Beiträge von kongjiazhong im Thema „"Dharma-Übertragung" Nolting“

    Aiko:

    Über Thich Hue An

    Zitat

    Schon seit Mitte der 1980er Jahre sammelte er Erfahrung und Praxis im Tibetischen Buddhismus, studierte einige Jahre bei Geshe Thubten Ngawang (Tibetisches Zentrum Hamburg) bis zu dessen Tod und erhielt auch Dharma-Unterweisungen von vielen anderen Lehrern.
    Ab 2000 wandte er sich mehr der Zenrichtung zu (…). Bereits im Jahr 2004 war er dem vietnamesischen Mönch Thich Thien Son begegnet.

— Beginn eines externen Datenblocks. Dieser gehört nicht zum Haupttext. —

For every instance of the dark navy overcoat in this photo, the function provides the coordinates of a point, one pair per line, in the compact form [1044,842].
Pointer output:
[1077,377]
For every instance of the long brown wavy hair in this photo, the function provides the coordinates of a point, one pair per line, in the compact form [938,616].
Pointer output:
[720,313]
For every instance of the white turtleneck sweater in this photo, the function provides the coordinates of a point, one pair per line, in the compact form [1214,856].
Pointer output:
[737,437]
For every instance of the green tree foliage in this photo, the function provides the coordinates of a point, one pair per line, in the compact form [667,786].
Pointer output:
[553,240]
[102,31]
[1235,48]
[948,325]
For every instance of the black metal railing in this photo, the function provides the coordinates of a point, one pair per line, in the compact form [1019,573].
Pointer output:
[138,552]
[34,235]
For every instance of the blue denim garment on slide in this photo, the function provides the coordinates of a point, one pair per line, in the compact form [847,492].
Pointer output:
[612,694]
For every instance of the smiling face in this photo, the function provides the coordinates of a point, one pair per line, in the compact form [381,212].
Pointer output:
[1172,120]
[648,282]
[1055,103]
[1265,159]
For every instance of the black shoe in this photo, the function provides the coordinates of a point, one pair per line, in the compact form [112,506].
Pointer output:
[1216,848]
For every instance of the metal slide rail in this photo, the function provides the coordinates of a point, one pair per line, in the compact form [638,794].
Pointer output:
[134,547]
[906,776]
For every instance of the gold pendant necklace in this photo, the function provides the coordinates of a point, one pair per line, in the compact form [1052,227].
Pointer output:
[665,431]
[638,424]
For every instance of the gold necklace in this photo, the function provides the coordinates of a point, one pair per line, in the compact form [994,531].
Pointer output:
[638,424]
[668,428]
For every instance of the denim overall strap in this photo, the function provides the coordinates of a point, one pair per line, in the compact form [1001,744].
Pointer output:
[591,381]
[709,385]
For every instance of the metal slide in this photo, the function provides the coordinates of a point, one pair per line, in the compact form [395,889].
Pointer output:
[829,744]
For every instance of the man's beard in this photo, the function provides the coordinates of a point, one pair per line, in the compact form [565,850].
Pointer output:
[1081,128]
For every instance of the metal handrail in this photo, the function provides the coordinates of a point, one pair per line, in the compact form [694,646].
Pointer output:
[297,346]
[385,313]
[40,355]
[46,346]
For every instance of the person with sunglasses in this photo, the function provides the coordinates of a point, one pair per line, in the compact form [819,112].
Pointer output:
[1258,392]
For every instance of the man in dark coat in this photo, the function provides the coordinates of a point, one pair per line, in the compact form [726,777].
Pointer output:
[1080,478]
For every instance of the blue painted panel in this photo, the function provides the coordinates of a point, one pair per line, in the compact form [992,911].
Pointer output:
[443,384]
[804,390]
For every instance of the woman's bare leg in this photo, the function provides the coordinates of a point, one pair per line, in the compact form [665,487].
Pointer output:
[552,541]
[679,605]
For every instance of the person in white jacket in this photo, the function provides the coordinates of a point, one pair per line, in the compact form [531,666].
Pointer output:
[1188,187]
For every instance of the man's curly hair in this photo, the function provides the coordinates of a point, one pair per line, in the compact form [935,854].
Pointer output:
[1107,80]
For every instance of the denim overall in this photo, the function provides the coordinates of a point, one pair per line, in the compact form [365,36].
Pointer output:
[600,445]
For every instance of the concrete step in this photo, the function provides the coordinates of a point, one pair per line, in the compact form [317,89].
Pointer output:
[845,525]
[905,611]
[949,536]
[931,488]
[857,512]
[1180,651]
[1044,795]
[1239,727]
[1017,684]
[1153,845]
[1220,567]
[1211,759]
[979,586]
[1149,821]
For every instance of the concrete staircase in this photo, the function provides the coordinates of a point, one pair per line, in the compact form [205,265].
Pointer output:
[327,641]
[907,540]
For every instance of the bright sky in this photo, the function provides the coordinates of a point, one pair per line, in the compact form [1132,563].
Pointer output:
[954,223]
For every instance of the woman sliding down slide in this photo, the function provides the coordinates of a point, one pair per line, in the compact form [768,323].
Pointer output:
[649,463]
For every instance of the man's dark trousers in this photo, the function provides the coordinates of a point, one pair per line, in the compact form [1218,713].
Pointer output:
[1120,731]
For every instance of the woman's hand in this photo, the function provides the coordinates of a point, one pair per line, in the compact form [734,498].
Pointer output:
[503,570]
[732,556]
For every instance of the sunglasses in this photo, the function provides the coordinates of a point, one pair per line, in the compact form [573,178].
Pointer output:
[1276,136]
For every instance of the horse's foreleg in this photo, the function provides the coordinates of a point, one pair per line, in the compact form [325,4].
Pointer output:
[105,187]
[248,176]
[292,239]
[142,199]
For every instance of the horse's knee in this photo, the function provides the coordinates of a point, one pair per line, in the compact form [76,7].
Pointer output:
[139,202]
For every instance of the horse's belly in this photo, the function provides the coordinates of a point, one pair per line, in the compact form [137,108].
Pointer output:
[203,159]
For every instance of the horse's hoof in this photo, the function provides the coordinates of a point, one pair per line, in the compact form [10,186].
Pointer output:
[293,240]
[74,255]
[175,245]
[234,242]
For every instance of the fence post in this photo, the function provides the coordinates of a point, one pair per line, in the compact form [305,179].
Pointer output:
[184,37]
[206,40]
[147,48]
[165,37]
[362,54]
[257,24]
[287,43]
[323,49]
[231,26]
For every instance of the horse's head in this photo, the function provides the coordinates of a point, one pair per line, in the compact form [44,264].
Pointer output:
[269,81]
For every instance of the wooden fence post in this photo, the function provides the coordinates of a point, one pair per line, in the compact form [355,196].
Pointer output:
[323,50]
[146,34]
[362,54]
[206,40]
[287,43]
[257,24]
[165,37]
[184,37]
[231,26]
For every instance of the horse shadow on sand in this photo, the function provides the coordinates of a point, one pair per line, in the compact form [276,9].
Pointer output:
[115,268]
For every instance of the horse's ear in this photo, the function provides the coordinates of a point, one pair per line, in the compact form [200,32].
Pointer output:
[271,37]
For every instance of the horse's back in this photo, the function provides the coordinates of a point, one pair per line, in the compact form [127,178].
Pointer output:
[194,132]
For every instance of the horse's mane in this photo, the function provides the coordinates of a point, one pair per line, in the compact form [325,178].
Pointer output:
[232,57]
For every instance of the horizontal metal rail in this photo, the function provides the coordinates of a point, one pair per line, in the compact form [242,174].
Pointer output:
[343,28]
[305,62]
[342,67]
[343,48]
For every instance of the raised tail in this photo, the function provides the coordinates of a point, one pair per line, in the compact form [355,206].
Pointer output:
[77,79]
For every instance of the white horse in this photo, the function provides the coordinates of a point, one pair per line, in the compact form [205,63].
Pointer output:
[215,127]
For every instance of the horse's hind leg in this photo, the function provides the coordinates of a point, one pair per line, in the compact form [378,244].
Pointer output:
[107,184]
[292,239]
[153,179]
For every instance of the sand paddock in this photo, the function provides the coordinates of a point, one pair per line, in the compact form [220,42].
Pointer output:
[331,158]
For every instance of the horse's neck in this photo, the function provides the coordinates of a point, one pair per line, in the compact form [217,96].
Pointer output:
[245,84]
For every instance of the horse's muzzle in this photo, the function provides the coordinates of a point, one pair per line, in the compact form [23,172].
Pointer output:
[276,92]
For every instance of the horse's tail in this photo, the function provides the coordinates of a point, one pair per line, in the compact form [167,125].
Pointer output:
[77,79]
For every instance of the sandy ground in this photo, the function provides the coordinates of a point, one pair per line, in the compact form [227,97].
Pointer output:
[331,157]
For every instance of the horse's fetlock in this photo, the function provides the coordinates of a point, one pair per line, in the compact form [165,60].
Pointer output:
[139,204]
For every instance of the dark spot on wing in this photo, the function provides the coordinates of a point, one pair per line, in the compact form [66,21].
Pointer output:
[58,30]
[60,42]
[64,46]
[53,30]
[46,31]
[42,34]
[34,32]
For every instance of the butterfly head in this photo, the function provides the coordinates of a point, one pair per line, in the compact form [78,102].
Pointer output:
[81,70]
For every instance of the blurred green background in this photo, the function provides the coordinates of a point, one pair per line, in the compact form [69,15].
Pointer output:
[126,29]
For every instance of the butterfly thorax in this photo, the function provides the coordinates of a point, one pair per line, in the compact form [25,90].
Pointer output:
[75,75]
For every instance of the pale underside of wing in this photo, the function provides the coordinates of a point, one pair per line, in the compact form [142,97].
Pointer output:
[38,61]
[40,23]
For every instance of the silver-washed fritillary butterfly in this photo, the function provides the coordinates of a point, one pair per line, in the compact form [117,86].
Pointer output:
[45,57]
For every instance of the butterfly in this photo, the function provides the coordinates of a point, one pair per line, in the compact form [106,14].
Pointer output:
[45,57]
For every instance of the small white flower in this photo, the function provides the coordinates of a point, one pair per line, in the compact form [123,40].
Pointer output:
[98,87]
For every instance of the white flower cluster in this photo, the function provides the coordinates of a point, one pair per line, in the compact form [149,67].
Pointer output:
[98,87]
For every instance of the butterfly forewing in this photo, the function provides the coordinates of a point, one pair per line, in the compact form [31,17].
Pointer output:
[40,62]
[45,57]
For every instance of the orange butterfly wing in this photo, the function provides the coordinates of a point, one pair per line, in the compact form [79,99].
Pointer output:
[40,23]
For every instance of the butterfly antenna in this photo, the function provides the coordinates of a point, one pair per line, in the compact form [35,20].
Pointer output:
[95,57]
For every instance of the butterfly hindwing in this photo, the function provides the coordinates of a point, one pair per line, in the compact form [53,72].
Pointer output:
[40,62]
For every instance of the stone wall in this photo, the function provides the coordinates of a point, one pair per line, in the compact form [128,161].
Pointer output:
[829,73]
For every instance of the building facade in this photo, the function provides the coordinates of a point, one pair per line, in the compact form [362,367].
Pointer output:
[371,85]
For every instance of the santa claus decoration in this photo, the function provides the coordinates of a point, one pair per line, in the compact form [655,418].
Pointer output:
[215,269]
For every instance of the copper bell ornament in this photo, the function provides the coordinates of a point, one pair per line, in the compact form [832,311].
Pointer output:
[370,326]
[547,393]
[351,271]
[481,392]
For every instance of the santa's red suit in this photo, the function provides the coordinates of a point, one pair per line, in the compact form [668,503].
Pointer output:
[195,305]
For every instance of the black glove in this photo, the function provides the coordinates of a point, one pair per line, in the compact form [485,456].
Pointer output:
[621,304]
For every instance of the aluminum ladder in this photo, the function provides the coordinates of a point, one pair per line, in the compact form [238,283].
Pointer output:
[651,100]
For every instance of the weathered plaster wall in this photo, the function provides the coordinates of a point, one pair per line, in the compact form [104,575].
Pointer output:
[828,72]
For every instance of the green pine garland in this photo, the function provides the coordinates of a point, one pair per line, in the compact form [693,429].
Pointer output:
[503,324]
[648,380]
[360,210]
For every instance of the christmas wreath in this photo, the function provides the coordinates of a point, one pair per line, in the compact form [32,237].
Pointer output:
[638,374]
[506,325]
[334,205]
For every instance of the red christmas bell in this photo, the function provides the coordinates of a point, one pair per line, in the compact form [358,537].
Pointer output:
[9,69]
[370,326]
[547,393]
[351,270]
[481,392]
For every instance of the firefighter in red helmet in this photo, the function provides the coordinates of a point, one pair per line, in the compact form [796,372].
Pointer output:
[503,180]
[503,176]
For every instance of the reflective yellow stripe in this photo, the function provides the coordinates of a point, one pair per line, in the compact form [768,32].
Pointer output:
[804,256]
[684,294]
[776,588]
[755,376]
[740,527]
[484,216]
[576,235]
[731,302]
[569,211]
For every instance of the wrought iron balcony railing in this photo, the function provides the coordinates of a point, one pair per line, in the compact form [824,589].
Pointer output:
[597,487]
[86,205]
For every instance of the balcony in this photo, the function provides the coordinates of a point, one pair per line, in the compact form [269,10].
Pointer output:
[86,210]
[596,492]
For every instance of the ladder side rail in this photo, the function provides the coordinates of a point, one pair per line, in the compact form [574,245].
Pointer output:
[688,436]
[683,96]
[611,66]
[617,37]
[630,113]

    Geshe Thubten Ngawang, ja, was für ein Lehrer! Er verstarb am 11. Januar 2003.
    http://www.tibet.de/ueber-uns/…eshe-thubten-ngawang.html


    Und dann: Thich Thien Son, welch ein tragischer Abstieg. All das und die Fotogeschichten und die Ballung exotischer Namen erinnern mich unwillkürlich an den Titel eines Buches von Franz Jung: Der Weg nach unten.


    Kongjiazhong

    void:

    Nach einer Geschichte ist Zen enstanden, als Buddha schweigend eine Blume hochielt und nur Kashyapa verstand und lächelte.


    Ja, eine schöne Geschichte eines unbekannten (?) Verfassers: Im Sutra Gespräch zwischen dem Buddha und Mahapitaka Brahmaraja bzw. dem Sutra über die Fragen des Mahapitaka Brahmaraja (Dialogue of the Buddha and Mahapitaka Brahmaraja, Sutra on the Questions of Mahapitaka Brahmaraja) gibt es diverse Geschichten.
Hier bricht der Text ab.